From: "David Lebling" <dlebling@ucentric.com>
Subject: Witches, Daemons, Bears, Democrats

> Which play is the Shakespeare reference in? And where in Milton? That's
> interesting. I've always had a soft spot for Finnish mythology (which I know
> isn't quite the same as Lapland mythology, but hey...). When I was a kid I
> discovered Emil Petaja's series which was a thinly disguised _Kalevala_, and
> loved it. I have to admit I've only Xena'd a few times, and not seen any
> Lapland witches. One of my Everquest characters (admission of addiction
> here) is a shaman, and they are very fun to play.

The odd thing is that we don't seem to have a concept of Lapland witches
here in Sweden. It's probably one of those things that are more common
the further away from the real thing you are, we probably just thought
they were savages. If you like Kalevala you should try to get a hold of
Ian Watson's _Lucky's Harvest_, the first volume of "Book of MANA"
sequence, which is a Planetary Romance/Fantasy also based on Kalevala.
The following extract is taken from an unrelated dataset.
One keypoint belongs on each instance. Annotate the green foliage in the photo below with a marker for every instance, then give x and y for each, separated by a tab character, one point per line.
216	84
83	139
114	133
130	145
> Yes, but the bears were my absolute favorite. I think I've read only one
> other story where bears have a civilization (as opposed to stories where
> bears are intelligent -- even Tolkien did that, and I don't count "When
> Bears Discover Fire"). I _think_ it was a Poul Anderson story, but I can't
> recall the title. I just remember the bears were very bearish, rather than
> just big humans in fur coats.

_The Bear Went Over the Mountain_ by William Kotzwinkle might interest
you as well, allthough that is perhaps more of an intelligent bear novel
than a bear civilization novel.

If you like Pullman or haven't got anything against reading juveniles,
you should check out one of my absolute favourites, Diana Wynne Jones,
who Wolfe has also recommended in an interview somewhere. Jones writes
absolutely wonderful, magical and funny novels and like Wolfe, she often
play games with time an perspectives. The best starting point is
probably the rather Wolfean _Archer's Goon_, one of her funniest and
most original novels, in which a british family is terrorized by a
family of magicians who runs the city they live in. Other books
especially worth look up are _Fire and Hemlock_, her most frequently
praised novel which I have yet to read, my personal favourite, _The
Lives of Christopher Chant_, a novel set in an alternate victorian
England about a boy who travels to other worlds in his sleep, _The
Powers of Three_ and _Howl's Moving Castle_.